Methods: Between January 1990 and May 2004, 80 patients (median age, 14 days) with functional SV and UPBF underwent PAB as their primary palliative procedure. Thirty-five neonates had concomitant aortic coarctation or interrupted aortic arch repair (44%). A Damus-Kaye-Stansel procedure was subsequently performed in 19 patients, and subaortic resection or ventricular septal defect or bulboventricular foramen enlargement was performed in five.
Results: There were 4 operative deaths, and 15 late deaths. The actuarial overall survival is 84% at 1 year, 76% at 5 and 15 years. Follow-up is complete in all but six children at a mean interval of 4.9+/-3.7 years (range, 2 months-15 years). Thirty-seven patients (49%; 37 of 76) have undergone the hemi-Fontan procedure (with three hospital deaths) and 40 patients (53%; 40 of 76; 12 children without previous hemi-Fontan) have undergone the completion Fontan procedure without mortality or Fontan takedown.

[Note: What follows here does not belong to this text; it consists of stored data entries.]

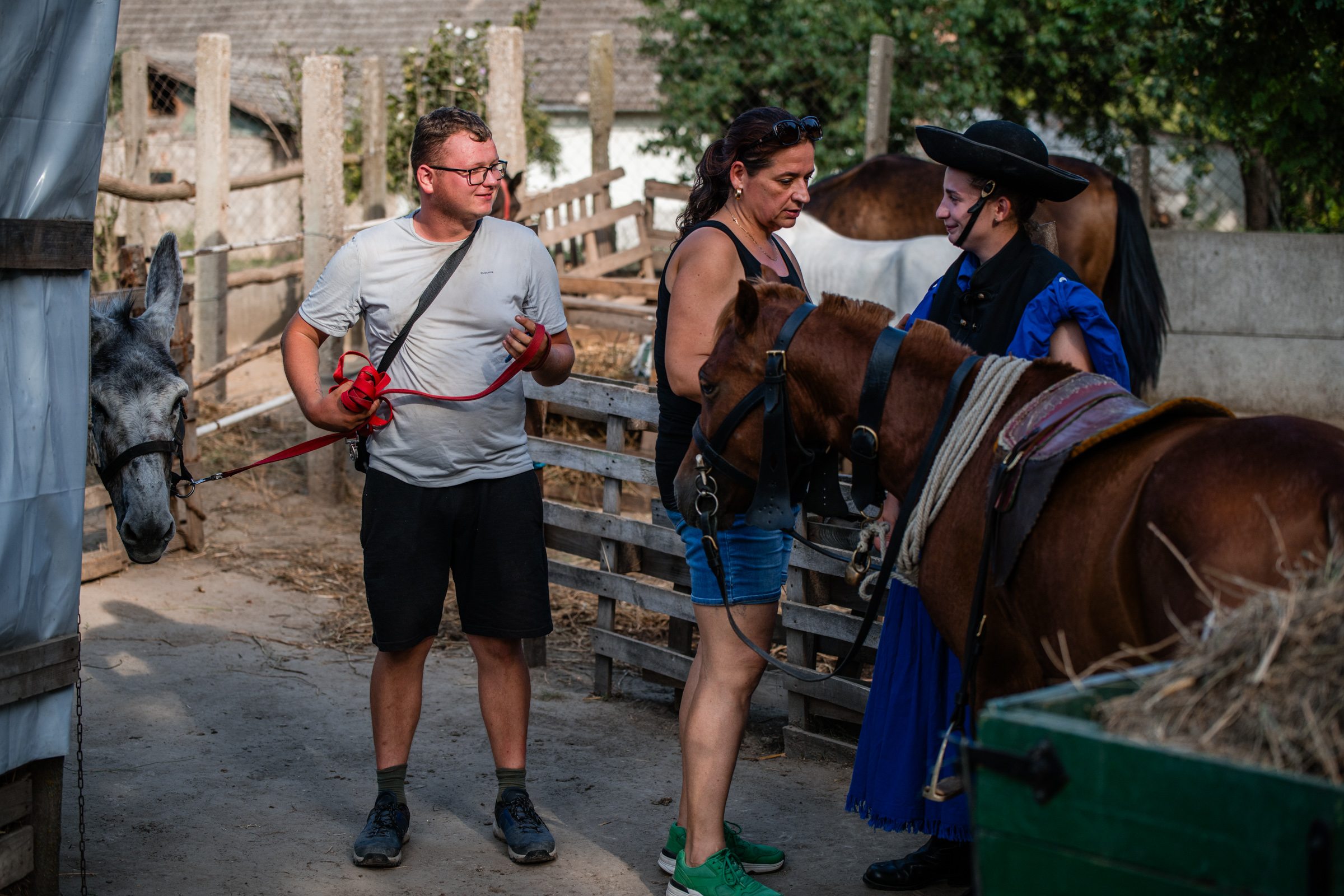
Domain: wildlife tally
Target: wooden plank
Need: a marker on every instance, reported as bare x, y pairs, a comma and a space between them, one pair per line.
15, 801
663, 190
624, 589
609, 526
842, 692
669, 662
628, 468
267, 274
96, 564
48, 780
38, 656
830, 624
566, 194
15, 856
617, 261
599, 394
585, 304
640, 287
46, 245
239, 359
605, 320
37, 683
585, 226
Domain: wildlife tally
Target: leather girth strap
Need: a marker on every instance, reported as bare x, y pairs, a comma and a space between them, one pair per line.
872, 401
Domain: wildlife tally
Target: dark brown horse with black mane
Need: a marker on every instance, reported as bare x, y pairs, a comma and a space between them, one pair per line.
1139, 536
1101, 237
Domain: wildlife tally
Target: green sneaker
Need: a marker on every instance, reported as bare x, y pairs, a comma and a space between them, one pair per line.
756, 859
721, 875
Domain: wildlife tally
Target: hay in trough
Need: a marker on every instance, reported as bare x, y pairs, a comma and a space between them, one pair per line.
1267, 687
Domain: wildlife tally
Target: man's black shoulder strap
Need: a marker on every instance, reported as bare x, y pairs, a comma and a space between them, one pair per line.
428, 297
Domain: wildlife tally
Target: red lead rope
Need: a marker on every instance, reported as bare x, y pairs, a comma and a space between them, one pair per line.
368, 388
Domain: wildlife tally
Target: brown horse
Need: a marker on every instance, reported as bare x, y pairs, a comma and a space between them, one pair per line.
1139, 536
1101, 237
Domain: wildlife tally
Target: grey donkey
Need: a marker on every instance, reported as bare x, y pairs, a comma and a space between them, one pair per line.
135, 398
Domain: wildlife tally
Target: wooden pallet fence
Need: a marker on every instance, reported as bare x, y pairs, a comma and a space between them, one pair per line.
575, 220
642, 563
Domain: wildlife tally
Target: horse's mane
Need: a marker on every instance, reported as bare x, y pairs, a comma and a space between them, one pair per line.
855, 311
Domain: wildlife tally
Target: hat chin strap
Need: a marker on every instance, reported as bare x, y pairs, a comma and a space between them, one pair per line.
975, 213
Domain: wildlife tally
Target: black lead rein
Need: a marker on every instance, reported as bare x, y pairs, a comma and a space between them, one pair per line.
772, 507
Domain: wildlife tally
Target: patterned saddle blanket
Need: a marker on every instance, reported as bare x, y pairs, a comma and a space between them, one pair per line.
1074, 416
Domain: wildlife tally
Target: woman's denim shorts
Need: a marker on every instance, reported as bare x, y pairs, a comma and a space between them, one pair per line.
756, 562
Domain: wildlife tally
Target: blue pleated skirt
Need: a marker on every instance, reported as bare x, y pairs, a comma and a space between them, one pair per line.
914, 688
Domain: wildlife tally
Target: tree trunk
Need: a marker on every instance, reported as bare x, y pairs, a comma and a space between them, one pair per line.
1261, 189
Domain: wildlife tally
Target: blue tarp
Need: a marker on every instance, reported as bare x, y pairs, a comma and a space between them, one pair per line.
55, 59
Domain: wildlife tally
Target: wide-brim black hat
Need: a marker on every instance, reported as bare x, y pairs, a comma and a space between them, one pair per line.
1006, 152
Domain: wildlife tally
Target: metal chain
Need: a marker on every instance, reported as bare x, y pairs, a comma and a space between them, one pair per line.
84, 872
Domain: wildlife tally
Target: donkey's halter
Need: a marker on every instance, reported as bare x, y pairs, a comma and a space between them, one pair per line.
172, 448
772, 503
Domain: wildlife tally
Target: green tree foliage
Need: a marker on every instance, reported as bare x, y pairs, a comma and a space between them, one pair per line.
718, 58
1262, 76
454, 72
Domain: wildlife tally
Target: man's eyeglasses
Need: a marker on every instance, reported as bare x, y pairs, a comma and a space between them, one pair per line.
476, 176
792, 130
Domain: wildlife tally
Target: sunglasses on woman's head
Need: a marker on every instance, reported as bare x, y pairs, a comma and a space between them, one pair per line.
792, 130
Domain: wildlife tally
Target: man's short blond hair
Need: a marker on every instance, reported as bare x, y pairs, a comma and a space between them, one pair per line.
441, 124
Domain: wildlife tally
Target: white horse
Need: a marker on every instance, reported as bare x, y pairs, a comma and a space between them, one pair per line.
894, 273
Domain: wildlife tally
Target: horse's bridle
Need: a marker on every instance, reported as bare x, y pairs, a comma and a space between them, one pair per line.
772, 504
172, 448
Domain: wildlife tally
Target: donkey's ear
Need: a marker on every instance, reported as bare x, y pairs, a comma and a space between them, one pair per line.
745, 308
163, 291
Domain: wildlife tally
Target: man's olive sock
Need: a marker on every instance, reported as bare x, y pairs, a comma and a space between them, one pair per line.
393, 778
510, 778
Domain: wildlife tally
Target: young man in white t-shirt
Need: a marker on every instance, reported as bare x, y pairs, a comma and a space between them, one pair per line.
451, 487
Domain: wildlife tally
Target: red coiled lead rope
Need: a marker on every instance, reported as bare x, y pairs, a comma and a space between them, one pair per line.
370, 386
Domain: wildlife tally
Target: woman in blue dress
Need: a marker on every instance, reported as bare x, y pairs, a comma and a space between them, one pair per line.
1003, 296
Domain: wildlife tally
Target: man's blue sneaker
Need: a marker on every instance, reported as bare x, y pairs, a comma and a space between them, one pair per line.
518, 825
388, 828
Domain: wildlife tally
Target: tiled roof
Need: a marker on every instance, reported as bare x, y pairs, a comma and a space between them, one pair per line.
557, 49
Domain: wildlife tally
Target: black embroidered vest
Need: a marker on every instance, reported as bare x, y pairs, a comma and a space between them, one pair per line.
987, 315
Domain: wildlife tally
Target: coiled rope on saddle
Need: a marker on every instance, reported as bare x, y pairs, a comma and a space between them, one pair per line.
995, 382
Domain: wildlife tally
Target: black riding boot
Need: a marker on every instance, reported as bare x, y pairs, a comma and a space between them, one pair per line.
939, 860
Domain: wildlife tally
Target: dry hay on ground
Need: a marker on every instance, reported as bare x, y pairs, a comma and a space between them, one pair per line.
1267, 687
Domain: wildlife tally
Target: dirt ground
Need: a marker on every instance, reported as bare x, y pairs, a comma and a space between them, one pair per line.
229, 752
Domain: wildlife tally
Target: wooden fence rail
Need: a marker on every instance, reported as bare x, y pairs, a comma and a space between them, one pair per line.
640, 562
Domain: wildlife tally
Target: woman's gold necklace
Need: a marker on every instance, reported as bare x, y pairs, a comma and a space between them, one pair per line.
773, 258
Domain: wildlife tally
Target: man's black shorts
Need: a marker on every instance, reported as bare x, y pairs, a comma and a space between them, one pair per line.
486, 533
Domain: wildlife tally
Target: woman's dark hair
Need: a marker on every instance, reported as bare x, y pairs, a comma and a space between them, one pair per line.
743, 142
1023, 203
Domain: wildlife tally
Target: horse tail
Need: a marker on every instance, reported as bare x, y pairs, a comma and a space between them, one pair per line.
1133, 293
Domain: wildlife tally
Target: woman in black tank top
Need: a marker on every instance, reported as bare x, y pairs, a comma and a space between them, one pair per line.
749, 184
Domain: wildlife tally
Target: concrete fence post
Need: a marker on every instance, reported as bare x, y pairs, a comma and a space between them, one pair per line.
882, 50
135, 110
601, 116
505, 97
213, 104
324, 217
373, 106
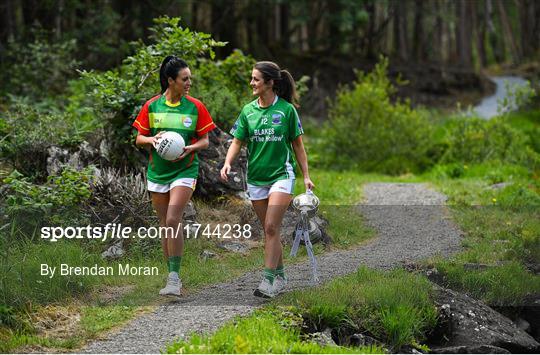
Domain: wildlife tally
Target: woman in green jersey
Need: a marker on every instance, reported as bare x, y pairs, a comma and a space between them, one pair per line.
171, 184
271, 129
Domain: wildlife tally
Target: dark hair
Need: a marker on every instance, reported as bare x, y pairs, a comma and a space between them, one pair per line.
170, 67
284, 85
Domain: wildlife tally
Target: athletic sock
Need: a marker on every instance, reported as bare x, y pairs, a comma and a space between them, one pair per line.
280, 271
269, 274
174, 264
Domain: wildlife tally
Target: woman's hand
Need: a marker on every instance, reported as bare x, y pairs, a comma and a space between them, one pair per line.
187, 150
308, 183
225, 172
155, 139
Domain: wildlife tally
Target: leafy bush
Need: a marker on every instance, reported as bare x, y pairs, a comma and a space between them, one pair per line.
39, 68
52, 202
29, 131
366, 130
473, 140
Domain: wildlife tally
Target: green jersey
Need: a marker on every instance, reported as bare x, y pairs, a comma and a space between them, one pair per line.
189, 118
268, 133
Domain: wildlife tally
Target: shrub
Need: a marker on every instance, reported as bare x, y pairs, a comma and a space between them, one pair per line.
29, 131
366, 130
39, 68
473, 140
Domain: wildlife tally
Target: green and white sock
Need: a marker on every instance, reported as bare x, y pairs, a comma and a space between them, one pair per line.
174, 264
280, 271
269, 274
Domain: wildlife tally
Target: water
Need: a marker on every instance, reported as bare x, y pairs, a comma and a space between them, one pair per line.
488, 107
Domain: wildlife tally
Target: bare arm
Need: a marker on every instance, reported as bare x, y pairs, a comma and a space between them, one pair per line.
301, 157
232, 153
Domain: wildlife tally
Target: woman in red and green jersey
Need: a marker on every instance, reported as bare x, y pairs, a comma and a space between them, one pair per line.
171, 183
271, 129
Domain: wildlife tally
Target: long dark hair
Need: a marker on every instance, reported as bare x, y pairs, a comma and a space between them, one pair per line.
170, 67
284, 85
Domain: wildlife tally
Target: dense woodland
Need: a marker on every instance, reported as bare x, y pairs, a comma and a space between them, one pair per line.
468, 33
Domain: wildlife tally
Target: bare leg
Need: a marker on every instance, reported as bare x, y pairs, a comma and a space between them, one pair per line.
179, 197
278, 203
160, 201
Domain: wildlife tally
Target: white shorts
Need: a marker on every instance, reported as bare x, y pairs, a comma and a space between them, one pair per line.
163, 188
262, 192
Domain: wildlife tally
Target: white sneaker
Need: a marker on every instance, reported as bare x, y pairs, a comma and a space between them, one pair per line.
280, 282
265, 289
173, 286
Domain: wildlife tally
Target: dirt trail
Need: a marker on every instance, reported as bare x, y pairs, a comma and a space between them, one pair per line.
411, 222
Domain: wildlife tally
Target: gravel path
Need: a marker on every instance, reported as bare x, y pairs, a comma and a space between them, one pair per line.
411, 223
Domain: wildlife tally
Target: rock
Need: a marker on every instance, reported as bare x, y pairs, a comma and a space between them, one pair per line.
190, 213
236, 247
58, 158
472, 349
500, 185
464, 321
523, 324
113, 252
323, 338
362, 340
207, 254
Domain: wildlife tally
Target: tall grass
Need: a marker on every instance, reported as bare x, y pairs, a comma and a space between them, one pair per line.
395, 306
266, 331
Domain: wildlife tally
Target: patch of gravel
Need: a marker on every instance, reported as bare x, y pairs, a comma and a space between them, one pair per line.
411, 222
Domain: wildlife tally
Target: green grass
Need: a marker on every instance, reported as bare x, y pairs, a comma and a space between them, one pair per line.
266, 331
395, 307
502, 230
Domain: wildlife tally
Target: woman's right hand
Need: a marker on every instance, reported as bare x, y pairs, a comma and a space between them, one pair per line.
225, 171
155, 139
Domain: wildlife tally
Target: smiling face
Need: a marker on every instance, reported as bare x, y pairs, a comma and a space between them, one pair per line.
182, 83
258, 85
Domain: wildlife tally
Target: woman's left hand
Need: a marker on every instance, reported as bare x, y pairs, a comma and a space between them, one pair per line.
187, 150
309, 184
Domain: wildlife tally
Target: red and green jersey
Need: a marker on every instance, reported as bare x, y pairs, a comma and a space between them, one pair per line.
190, 118
268, 133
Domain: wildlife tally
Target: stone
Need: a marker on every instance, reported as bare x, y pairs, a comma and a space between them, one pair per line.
236, 247
115, 251
471, 349
464, 321
323, 338
207, 254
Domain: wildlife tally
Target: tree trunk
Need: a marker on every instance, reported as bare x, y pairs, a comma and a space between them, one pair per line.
497, 47
463, 33
400, 31
508, 32
418, 33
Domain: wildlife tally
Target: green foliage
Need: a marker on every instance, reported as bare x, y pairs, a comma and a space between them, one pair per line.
473, 140
23, 284
224, 86
395, 307
28, 131
39, 68
266, 331
52, 202
504, 285
366, 130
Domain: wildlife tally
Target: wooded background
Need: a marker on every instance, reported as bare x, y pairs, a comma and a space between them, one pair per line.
468, 33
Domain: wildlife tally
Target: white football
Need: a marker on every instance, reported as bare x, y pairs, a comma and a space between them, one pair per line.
170, 145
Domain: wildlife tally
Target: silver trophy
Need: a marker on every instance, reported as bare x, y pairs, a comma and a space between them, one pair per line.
306, 205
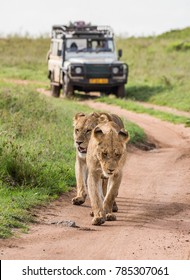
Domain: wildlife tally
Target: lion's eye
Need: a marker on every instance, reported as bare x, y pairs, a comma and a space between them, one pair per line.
105, 155
118, 155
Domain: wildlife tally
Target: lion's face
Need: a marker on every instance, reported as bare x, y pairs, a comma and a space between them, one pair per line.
83, 126
111, 149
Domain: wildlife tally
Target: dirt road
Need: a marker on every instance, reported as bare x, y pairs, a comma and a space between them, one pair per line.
153, 221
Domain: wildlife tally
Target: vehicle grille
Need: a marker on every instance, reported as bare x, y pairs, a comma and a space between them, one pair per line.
97, 70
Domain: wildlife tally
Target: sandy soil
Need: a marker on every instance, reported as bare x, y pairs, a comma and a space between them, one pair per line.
153, 221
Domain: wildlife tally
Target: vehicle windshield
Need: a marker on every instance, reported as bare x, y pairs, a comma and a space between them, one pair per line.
89, 45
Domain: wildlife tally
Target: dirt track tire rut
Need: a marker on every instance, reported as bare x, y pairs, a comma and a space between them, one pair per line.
153, 221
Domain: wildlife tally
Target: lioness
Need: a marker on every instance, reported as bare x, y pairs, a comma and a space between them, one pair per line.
105, 157
83, 127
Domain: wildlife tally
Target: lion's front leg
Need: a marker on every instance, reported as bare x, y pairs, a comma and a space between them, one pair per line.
112, 192
96, 198
81, 179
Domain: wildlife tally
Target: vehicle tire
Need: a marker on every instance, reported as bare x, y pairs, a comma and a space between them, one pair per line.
55, 91
68, 90
121, 91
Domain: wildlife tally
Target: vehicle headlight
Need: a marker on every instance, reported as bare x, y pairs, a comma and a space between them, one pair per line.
115, 70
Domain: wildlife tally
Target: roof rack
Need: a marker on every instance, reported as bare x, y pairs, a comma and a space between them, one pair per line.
80, 28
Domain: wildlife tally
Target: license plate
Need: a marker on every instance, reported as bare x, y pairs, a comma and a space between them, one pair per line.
98, 81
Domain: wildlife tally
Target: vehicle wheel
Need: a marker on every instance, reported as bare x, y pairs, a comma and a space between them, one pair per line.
121, 91
68, 90
55, 91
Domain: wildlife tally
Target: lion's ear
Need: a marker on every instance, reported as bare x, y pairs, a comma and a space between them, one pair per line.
95, 114
104, 117
79, 115
98, 133
124, 135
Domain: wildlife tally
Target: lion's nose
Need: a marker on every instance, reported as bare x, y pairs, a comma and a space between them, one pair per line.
111, 170
79, 142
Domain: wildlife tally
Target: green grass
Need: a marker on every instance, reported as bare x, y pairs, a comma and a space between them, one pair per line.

Conclusion: In infants with single ventricle physiology with or without systemic outflow obstruction and unobstructed pulmonary blood flow, a strategy of pulmonary artery banding carries acceptable operative and mid-term mortality in a high-risk group of patients. Pulmonary artery banding does not compromise performance of subsequent Damus-Kaye-Stansel procedure or completion Fontan palliation.